U.S., European Buddhist nuns ordained in Taiwan

By Hermia Lin, CNA, Nov 7, 2010

Taipei, Taiwan -- Six Tibetan Buddhist nuns from Europe and the United States were ordained in a solemn ceremony held in Taipei on Sunday and they said they will try their best to make Buddhism take root in the West.

With the help of Venerable Heng-ching, the Committee of Western Bhikshunis, and Sakyadhita International, the six Buddhist monastics made their way to Taiwan to receive siksamana ordination in Yi Yuan Temple, Taipei City.

This marks the start of their second stage of a spiritual journey that requires strict discipline and determination.

Three levels of ordination exist for Tibetan nuns: sramanerika (novice), siksamana (probationary) and bhikshuni (full).

Those taking siksamana ordination must spend at least two years living by the "six precepts" of no killing, no stealing, no sexual activity, no wrongful speech, no alcohol and no food outside of appointed hours. They may then be ordained at the highest level, for which there are 500 precepts.

But the Tibetan tradition does not currently ordain women to the highest level of bhikshuni. This is partly because the tradition lacks an ordination lineage for nuns, said Chang Yu-ling, chairwoman of Sakyadhita International. Sakyadhita means "Daughters of Buddha" in Sanskrit.

It may also be due to a misinterpretation of Buddhist classics, or to the long-term gender inequality prevalent in countries like India and Thailand, Chang added. Tibetan monks are not even required to undertake siksamana ordination, but may go directly from the first to highest levels, she said.

At present only Taiwan and South Korea offer full ordination to female Buddhist monastics, and that's the reason that the six nuns, four from France and two from the U.S., journeyed to Taiwan for their ordination. Chang explained.

"I was very moved and grateful, " said a 43-year-old French nun who goes by her Chinese monastic name of Chi-gwang. She has been a Buddhist monastic for the last 15 years.

She said she felt happy to be accepted as a Tibetan Buddhist siksamana, but understood the next two years are going to be tough for "one shall not kill even a mosquito."

59-year-old French nun Chan-yao said the open-hearted generosity she received from nuns in the temple was manifest at every moment and in every situation.

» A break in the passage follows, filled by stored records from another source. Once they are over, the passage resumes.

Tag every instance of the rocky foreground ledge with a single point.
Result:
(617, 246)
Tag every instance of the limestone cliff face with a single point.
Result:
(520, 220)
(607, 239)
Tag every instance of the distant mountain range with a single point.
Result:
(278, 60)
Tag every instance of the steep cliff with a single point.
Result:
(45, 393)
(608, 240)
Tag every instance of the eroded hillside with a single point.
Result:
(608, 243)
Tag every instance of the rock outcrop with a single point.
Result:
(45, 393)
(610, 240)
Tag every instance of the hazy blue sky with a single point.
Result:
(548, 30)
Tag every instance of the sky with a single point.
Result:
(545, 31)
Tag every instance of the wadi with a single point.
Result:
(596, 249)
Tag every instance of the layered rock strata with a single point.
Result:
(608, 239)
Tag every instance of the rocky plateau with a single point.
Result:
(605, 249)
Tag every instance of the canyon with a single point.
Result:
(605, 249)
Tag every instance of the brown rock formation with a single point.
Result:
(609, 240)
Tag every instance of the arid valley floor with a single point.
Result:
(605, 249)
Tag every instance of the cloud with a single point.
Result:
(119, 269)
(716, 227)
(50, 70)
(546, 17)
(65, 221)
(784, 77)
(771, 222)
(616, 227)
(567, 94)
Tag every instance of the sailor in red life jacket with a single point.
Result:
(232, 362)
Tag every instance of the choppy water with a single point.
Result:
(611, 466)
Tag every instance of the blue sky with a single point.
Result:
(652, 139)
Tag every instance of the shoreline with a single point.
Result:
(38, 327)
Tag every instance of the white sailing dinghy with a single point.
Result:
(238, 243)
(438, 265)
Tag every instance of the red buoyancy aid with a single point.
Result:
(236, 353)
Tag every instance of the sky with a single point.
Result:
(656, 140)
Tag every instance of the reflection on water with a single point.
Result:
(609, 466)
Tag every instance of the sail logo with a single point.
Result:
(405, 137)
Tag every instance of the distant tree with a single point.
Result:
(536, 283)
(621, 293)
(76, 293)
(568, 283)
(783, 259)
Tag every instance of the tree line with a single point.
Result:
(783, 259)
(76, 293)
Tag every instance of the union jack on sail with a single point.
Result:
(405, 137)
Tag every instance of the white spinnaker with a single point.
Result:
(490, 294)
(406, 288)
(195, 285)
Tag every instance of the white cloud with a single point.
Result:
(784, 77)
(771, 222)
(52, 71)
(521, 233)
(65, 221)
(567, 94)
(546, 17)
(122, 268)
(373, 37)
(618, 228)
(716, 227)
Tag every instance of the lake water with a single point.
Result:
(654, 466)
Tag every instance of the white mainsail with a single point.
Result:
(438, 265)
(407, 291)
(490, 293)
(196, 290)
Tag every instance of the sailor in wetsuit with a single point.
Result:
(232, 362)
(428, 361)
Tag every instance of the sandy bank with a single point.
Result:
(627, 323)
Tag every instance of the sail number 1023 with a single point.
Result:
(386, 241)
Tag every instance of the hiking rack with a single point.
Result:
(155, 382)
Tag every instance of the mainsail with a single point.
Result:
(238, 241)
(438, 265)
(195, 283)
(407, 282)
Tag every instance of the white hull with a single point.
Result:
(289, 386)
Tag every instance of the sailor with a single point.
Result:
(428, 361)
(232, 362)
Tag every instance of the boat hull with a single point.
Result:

There are no nunneries like this in Europe, she said. "So by us taking the vows and practicing sincerely and faithfully in a such a way to inspire and create momentum, slowly Buddhism can take root in the West," she added.

Regarding the possibility for full recognition of Buddhist nuns in the Tibetan tradition, Chan-yao said there has been much effort and they had received much support and, using Buddhist terms, she added that it was just a matter of "final causes and conditions coming together."

"I certainly hope it will happen in my lifetime," she said.

The four nuns from France are disciples of Sogyal Rinpoche, a world-renowned Buddhist teacher from Tibet.